Dice Probability - looking for Maths Geniuses

[Fedora.Pirate]

Hey all, Sorry if this is in the wrong place and/or incorrectly formatted; but I'm I'm new so I hope you all can cut me a little slack. I am currently eneavouring to create a spreadsheet in excel to display the probability of any availible roll when you roll n dice of x sides. I've managed to get that working with rolls totaling up to 100.
My current endeavour is to set it up so that I may see the probabilities for a roll of n dice with x sides when keeping only the highest result. With the eventual goal of being able to roll n dice of x sides keeping the highest y results; and then maybe another where the dice explode (I've already got this working with a single dice).

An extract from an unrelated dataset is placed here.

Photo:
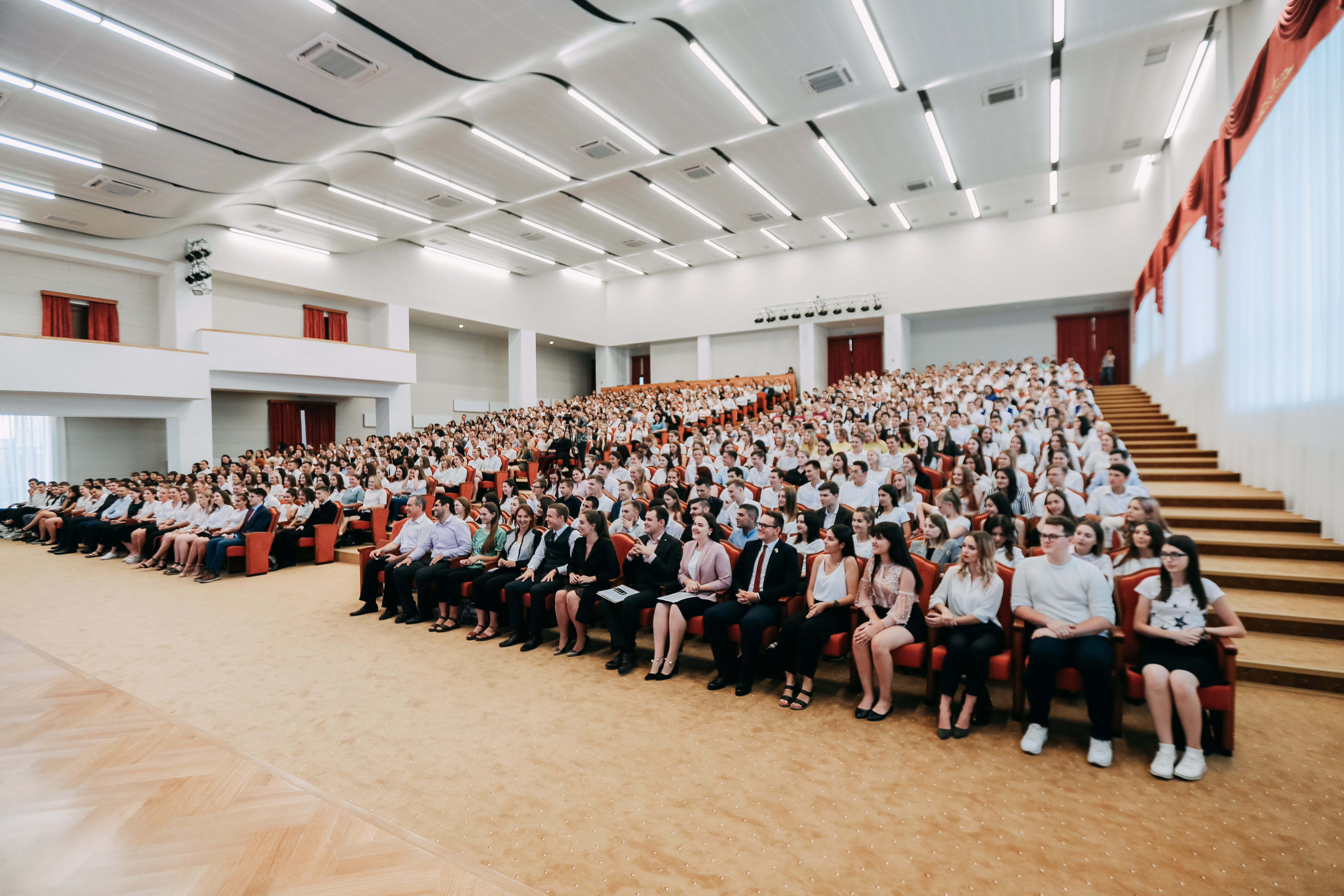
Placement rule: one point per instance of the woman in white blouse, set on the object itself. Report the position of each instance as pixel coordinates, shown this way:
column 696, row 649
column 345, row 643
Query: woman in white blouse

However at preasent I'm stuck finding a formula for rolling n dice with x sides and keep the highest reasult. I've managed to get formula for n = 1 (probability = 1 / x) through to n = 5 as shown below; where v = a value found on a dice (so when rolling 2d6 and keeping the highest result, the odds of getting a 2 are 3/36 = 1/12)
n=2
v * 2 -1
n=3
(v * 2 -1) * (v -1) + v^2
n=4
(v * 2 -1) * ((v -1)^2 + v^2)
n=5
(v * 2 -1) * ((v -1)^2 + v^2) * (v - 1) + v^4

What i am currently trying to figure out and making no progress with is a unified formula/method so a new one doesn't have to be figured out for each new value of n. I'm sure one must exist as various patterns emerge throughout this experiment yet I cannot for the life of me see it.
Any help at all would be appreciated.

Furthermore, any advice on my future eneavours, or answers to the future questions that I am bound to ask will also be appreciated.

 

[Flatus Maximus]

I posted this in another thread some time ago, you'll have to relabel the variables:

If you roll a dN (N-sided die) n times and let X be the max of the n rolls, then the probability that X = k is:

p_k = (k^n - (k-1)^n)/N^n.

Thus, the expected value of X is:

E(X) = (N^(n+1) - 1^n - 2^n - 3^n - ... - (N-1)^n)/N^n.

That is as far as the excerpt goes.